Camp Sheppard is a camp outside of Enumclaw, Washington. Sheppard does not run a resident Scout camping program, but does run several other Scout programs including a Winter Camp program for Cub Scouts and Boy Scouts. Since 2011, Sheppard has been the location for the Council's National Youth Leadership Training, usually holding four sessions every year in the summer.

Until 2009, Camp Sheppard was a High Adventure base, where it offered programs in mountaineering, mountain biking, and backpacking.

Until 2014, it hosted the "Mom & Me/Dad & Me" Cub Scout camping programs, after which they were moved to Camp Edward.

===Camp Parsons===

Founded in 1919, Camp Parsons is the oldest continuous running Boy Scout camp west of the Mississippi River and one of the oldest continually running Boy Scout camps in the United States on its original location. It sits on Jackson Cove, part of the Hood Canal, on the Olympic Peninsula, just north of Brinnon, Washington, and just south of Quilcene, Washington. The site of the camp was chosen by Professor Edmund Meany, Major Edward Ingraham and members of the Seattle Area Council. It was purchased from John Strom in May 1919 and named after the first council president, Reginald H. Parsons. Booth Hall (the current Silver Marmot Grill) was constructed in May and June 1919 and continues to be used today. On July 7, 1919, 100 Scouts arrived at Camp Parsons for its first season that ran 6 weeks and has not stopped since. A separate camp for Cub Scouts was developed on the property in 1937 and named Camp Meany in honor of the late Professor Edmund Meany, first Scout commissioner for Seattle.

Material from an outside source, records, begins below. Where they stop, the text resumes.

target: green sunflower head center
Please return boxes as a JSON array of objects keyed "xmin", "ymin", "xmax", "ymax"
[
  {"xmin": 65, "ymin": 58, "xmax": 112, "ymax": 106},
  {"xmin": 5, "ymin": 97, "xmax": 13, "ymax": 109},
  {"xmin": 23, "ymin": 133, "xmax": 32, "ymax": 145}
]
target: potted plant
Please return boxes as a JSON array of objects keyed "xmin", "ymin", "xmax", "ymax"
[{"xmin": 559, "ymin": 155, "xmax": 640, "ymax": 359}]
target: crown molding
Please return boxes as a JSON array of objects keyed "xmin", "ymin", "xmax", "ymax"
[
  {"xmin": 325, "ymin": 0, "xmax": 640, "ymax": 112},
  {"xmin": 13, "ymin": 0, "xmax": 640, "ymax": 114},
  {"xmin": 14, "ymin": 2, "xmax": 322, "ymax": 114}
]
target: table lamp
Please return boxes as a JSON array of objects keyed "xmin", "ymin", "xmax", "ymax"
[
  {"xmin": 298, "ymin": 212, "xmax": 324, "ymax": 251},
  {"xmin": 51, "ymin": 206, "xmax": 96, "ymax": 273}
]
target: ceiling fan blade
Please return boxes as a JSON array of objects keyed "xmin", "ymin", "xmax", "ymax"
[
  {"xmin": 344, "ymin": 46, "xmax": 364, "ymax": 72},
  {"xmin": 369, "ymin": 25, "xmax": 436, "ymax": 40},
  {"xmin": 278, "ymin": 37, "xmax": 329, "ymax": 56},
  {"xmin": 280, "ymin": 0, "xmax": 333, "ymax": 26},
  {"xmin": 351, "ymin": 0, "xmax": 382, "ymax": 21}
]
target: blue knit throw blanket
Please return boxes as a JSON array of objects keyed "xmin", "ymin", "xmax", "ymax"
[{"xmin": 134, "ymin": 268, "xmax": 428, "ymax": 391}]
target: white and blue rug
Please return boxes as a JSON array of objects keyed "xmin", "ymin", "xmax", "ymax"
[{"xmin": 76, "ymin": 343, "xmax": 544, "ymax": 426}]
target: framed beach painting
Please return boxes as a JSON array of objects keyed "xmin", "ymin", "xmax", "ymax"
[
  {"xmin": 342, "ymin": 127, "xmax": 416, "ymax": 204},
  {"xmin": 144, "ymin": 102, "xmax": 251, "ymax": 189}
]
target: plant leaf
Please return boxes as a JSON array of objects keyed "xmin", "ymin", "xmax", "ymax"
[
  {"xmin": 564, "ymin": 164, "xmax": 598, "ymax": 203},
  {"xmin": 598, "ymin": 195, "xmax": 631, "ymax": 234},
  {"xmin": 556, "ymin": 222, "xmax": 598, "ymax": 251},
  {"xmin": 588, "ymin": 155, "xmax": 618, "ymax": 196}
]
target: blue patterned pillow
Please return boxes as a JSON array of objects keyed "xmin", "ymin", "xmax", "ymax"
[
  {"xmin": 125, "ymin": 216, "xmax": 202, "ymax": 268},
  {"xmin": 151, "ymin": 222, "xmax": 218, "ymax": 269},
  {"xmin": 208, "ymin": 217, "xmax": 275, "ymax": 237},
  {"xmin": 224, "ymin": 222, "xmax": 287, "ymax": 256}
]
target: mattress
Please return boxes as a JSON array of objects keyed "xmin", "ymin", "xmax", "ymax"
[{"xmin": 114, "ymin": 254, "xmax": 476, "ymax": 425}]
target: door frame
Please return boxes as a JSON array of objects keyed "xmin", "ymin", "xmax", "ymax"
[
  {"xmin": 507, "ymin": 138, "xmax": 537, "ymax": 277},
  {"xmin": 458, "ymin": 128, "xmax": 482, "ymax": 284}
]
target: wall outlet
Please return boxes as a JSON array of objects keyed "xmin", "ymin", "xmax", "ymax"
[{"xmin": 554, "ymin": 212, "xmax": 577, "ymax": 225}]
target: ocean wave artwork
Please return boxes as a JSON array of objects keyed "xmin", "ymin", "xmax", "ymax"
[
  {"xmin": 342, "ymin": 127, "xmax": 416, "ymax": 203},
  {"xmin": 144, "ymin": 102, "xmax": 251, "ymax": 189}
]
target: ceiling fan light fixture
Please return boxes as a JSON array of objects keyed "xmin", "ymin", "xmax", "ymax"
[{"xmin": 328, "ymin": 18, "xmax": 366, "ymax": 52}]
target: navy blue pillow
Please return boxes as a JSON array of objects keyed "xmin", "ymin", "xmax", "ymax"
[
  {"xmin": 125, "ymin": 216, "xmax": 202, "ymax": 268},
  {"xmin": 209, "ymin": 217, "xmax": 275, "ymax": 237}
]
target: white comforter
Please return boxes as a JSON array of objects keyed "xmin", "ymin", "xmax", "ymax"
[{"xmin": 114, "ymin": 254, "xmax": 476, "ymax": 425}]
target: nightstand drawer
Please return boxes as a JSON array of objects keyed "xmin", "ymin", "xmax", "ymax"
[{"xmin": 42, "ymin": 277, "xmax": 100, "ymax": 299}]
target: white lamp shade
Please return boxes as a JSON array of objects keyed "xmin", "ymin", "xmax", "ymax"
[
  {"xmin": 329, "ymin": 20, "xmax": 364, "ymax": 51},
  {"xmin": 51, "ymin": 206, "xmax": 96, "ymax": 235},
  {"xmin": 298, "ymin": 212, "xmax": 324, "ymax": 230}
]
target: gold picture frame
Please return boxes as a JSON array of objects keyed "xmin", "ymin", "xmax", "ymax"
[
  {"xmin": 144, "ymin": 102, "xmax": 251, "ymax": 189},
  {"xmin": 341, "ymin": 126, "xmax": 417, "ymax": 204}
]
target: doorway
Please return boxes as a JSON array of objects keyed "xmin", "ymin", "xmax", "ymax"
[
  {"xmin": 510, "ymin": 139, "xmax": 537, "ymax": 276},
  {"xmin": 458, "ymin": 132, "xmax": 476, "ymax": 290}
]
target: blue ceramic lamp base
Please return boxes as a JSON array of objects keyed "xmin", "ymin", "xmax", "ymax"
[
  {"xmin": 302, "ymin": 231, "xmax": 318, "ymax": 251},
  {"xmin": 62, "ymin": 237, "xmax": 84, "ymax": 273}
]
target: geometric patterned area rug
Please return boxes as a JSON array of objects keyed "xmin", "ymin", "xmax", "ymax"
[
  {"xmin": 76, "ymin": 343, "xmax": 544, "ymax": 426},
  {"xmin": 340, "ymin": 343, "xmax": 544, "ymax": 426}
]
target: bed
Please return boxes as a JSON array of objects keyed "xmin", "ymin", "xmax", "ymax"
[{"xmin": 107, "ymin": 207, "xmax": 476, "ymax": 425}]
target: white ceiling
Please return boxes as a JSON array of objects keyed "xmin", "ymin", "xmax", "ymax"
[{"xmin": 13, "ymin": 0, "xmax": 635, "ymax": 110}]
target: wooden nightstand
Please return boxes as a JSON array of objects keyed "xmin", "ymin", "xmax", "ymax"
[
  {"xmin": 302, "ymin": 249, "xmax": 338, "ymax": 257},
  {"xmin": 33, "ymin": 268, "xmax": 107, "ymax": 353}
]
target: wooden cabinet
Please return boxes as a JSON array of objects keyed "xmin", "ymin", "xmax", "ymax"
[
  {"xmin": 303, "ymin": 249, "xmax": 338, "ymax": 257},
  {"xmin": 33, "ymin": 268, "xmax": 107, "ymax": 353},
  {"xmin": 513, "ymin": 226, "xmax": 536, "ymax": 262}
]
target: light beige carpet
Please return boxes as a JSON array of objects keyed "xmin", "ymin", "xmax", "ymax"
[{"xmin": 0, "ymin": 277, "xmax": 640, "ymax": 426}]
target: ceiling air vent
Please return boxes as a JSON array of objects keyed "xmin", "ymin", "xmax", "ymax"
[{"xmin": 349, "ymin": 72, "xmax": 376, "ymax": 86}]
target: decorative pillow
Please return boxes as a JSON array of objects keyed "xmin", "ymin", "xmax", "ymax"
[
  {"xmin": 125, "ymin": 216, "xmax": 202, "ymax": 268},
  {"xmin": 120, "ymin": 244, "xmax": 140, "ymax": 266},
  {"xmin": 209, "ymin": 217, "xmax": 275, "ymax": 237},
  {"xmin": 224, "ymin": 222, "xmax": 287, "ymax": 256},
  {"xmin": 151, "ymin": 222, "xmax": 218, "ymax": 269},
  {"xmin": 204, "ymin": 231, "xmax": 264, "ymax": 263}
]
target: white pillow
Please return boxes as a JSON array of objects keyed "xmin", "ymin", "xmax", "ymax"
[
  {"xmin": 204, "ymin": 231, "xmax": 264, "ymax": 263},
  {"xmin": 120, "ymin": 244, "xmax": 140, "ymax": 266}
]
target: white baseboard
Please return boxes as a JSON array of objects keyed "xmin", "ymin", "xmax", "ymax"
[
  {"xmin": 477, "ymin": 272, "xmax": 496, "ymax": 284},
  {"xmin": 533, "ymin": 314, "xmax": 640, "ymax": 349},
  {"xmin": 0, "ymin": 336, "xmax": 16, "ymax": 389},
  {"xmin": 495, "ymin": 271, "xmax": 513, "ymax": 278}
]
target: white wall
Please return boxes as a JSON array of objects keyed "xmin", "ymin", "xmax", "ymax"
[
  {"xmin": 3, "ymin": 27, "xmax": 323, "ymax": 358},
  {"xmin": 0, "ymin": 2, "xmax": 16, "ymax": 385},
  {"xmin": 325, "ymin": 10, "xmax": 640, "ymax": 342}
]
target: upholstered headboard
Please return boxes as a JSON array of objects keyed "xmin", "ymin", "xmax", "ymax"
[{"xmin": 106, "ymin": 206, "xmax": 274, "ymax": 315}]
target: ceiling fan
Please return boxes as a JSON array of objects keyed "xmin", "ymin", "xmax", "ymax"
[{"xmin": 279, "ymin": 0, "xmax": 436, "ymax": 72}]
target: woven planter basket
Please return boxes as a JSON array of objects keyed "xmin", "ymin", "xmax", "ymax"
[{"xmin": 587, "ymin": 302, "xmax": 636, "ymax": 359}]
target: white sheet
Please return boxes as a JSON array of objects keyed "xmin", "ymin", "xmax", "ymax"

This camp was merged into Camp Parsons in 1941 and that camp's dining hall served as the dining hall for Camp Parsons until the summer 2014 after which it was razed and Garvey Hall, the current dining hall, was constructed and dedicated in June 2015.

The Order of the Silver Marmot was formed in 1926 to recognize honor campers at Parsons. After the Order of the Arrow expanded to Seattle in 1950s, the Order of the Silver Marmot was discontinued and the Seattle Area Council's lodge was named T'Kope Kwis Kwis, or 'The Silver Marmot' in Chinook jargon, in honor of the Order of the Silver Marmot. It was revived in 1984 to recognize camp staff and high adventure participants and it continues to operate today.

Thousands of Scouts from the Pacific Northwest and throughout the United States and Canada attend camp each summer. Camp Parsons is the only Boy Scout Camp that uses a salt water beach for all aquatic activities. Camp Parsons also has had hiking treks for Scouts to explore the Olympic Mountains and Kayak treks to explore the Hood Canal, however it does not currently offer high adventure programs.

==Order of the Arrow==

Chief Seattle Council's local lodge in the Order of the Arrow (OA) is T'Kope Kwiskwis Lodge, founded in 1954. The name translates to '[The Order of] The Silver Marmot Lodge' and refers to the council's original honor society that originated at Camp Parsons, the Order of the Silver Marmot. Unlike other lodges around the United States, which wear the Plains Indian style of regalia for their ceremonies, T'Kope, along with neighboring lodges, has worn button blankets. Starting in 2026, T'Kope has retired the use of regalia in ceremonies in accordance with OA's national guidelines on ceremonial attire.

T'Kope Kwiskwis is divided into chapters which correspond to the Council's districts (see Organization).

In April 2013, T'Kope Kwiskwis completed the reconstruction of a ceremonial longhouse at Camp Pigott that is used for Order of the Arrow ceremonies.

The T'Kope Kwiskwis lodge won the 2012 OA National Service Award.